Placing all automotive controls within the touchscreen is no longer just an obsolescence issue, but a reliability and failure issue, and so it is a safety issue.
The National Highway Traffic Safety Administration (NHTSA) in the USA recently forced Tesla to recall 2012 to 2018 Model S and 2016 to 2018 Model X vehicles to replace the infotainment touchscreen, which could fail (the failure of the touchscreen is caused by failure of memory chips).
The automaker confirmed all its touchscreens will "inevitably fail", says the NHTSA
driving.ca
The agency said touchscreen failures posed significant safety issues, including the loss of rearview or backup camera images, exterior turn-signal lighting, and windshield defogging and defrosting systems that “may decrease the driver’s visibility in inclement weather.”
Many Tesla vehicle automotive controls are only accessible through the touchscreen -- and in the latest, proposed update of the Model S, even the transmission control is now on the touchscreen. Imagine if the infotainment touchscreen were to suddenly fail in a new Model S -- the driver would not even be able to shift the transmission out of gear.
I am not familiar with how automakers source and produce their electronics but I am familiar with how the aviation industry does it.
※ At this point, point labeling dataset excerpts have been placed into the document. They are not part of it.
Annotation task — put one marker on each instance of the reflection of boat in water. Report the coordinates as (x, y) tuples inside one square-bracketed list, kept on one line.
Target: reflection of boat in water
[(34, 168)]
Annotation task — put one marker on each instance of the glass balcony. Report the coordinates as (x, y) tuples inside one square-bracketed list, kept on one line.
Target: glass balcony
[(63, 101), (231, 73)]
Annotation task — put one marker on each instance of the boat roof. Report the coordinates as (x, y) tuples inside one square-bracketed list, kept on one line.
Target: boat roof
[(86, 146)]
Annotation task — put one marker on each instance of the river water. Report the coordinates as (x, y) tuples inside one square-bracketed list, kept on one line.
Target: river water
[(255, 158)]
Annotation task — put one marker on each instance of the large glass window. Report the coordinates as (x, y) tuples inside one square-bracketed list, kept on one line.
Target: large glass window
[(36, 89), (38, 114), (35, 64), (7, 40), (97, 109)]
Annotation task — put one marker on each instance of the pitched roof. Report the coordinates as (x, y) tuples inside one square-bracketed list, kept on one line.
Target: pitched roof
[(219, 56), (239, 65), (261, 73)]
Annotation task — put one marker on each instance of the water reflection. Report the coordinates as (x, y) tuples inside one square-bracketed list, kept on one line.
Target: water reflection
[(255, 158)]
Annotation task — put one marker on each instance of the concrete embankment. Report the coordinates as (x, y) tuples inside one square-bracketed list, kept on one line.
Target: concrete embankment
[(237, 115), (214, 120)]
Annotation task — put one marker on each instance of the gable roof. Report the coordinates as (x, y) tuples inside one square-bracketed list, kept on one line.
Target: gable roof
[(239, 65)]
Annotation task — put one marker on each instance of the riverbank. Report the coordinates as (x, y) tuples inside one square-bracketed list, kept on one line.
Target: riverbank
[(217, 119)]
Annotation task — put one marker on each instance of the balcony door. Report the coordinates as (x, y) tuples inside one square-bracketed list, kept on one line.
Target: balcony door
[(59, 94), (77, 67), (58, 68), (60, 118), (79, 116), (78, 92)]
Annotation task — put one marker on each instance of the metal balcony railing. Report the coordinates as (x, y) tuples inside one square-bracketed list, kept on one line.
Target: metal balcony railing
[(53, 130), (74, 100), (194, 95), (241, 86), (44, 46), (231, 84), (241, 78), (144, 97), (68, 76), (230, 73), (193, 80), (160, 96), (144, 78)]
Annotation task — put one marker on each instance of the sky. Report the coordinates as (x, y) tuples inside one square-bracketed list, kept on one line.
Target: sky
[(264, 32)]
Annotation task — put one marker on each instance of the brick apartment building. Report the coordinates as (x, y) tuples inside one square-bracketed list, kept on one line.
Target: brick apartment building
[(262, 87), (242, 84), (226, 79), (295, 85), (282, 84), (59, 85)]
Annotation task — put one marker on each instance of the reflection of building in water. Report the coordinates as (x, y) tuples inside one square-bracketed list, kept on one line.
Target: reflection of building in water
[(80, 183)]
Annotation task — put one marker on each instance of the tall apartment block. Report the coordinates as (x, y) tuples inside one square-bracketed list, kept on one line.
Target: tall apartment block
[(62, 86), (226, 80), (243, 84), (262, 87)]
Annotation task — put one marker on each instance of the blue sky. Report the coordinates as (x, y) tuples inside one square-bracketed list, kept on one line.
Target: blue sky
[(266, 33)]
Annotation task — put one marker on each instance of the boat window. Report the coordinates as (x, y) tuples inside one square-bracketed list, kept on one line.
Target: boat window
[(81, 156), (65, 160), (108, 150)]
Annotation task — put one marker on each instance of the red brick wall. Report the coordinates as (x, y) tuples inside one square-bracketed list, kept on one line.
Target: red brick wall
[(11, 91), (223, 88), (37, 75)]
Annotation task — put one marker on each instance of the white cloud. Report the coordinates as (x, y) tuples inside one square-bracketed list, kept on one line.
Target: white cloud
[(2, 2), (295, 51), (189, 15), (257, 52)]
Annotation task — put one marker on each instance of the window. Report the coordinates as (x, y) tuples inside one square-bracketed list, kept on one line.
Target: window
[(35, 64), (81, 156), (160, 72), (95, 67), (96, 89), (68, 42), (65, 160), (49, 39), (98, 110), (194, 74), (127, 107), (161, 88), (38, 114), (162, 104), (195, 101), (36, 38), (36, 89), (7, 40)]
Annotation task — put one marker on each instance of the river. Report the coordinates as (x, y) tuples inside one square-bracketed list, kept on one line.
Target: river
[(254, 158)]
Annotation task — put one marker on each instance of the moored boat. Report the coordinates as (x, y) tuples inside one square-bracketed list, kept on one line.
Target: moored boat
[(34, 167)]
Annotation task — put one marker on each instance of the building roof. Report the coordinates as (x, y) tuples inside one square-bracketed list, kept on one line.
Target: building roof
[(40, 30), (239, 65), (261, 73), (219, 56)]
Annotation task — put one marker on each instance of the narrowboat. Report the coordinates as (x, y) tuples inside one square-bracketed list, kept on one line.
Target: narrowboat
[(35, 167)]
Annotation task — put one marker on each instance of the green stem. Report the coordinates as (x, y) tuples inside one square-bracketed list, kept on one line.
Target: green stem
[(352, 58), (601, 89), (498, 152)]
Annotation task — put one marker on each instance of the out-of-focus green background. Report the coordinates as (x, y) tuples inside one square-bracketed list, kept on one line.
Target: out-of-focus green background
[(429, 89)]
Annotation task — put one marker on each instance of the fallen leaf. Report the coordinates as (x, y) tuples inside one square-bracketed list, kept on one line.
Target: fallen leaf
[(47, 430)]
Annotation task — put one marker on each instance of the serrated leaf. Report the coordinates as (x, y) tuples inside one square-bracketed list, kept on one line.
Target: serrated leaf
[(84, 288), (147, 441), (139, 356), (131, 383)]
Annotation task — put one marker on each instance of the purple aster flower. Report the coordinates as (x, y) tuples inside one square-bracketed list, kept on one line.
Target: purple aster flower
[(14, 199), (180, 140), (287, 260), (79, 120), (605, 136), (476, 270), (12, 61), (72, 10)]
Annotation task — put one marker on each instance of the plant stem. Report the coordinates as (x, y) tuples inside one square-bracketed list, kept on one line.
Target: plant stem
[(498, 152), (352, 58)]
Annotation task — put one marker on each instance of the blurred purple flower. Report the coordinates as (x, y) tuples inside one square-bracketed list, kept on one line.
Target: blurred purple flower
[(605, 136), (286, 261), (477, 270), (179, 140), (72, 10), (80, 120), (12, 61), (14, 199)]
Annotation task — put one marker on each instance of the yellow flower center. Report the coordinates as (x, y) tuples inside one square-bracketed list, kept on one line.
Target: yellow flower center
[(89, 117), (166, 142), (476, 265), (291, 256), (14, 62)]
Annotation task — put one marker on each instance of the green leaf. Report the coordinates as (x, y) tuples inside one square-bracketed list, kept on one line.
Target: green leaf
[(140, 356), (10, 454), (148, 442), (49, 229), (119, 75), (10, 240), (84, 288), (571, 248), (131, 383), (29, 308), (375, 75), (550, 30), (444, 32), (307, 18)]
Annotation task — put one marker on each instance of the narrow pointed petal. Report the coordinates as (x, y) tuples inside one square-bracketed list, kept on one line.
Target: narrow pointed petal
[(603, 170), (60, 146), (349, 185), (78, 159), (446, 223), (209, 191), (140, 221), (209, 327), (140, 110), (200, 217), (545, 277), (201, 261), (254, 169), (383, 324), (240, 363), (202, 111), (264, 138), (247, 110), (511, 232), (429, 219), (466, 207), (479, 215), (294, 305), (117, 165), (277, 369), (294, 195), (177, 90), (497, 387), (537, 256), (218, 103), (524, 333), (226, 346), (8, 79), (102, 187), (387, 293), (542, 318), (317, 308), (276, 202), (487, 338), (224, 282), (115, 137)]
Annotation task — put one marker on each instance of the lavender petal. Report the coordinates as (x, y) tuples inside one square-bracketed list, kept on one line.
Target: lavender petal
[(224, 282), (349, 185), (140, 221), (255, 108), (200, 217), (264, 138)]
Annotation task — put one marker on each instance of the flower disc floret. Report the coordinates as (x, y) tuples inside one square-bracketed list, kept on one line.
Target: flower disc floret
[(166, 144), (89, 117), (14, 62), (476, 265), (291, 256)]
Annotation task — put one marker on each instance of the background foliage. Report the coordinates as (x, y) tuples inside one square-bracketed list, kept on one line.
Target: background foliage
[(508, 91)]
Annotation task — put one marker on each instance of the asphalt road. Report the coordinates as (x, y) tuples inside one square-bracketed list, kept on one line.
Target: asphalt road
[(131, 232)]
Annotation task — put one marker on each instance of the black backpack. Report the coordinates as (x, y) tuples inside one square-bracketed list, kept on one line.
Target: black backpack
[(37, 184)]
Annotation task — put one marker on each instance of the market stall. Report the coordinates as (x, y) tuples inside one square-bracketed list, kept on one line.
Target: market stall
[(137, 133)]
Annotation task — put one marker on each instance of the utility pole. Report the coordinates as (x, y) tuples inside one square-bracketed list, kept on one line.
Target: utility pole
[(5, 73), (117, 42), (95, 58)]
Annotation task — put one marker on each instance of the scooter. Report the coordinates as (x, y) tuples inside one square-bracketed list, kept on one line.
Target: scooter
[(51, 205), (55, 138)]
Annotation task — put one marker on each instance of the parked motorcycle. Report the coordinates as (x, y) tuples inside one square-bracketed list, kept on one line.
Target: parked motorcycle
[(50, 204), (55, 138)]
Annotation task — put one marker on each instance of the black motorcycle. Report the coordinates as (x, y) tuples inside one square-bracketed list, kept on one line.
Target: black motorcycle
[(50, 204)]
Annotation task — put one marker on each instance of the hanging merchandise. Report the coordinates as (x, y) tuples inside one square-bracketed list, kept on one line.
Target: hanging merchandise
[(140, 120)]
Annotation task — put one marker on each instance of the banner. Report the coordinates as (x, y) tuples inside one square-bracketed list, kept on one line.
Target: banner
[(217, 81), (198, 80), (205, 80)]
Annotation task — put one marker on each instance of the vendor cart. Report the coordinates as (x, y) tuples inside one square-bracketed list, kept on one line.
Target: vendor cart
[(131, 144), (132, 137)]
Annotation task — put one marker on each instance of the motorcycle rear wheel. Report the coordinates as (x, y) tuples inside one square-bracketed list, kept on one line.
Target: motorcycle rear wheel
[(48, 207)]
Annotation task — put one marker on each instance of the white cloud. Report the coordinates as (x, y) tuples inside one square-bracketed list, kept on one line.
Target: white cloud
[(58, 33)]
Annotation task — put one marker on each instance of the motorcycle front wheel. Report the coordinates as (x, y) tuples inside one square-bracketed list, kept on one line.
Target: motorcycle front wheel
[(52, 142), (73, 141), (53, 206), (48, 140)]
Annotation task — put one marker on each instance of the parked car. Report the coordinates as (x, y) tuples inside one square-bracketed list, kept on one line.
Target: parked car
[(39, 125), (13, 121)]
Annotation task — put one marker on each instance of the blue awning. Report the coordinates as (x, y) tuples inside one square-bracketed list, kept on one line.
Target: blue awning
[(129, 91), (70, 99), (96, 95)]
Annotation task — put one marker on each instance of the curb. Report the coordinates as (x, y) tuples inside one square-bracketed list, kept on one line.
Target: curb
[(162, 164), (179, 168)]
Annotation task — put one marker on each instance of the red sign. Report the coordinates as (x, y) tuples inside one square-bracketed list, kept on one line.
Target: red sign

Aviation electronics (avionics) producers use electronics chips and components that have been proven reliable (the risk is then that the components are not the newest, state-of-the-art electronics) and then stock large quantities of such components to lessen the risk of such components suddenly going out of production, allowing for a stock to produce replacements before a completely new design must be produced.
If the automotive industry is not already following the aviation industry model, it is perhaps time to do so, to avoid the obsolescence and sudden failure issues.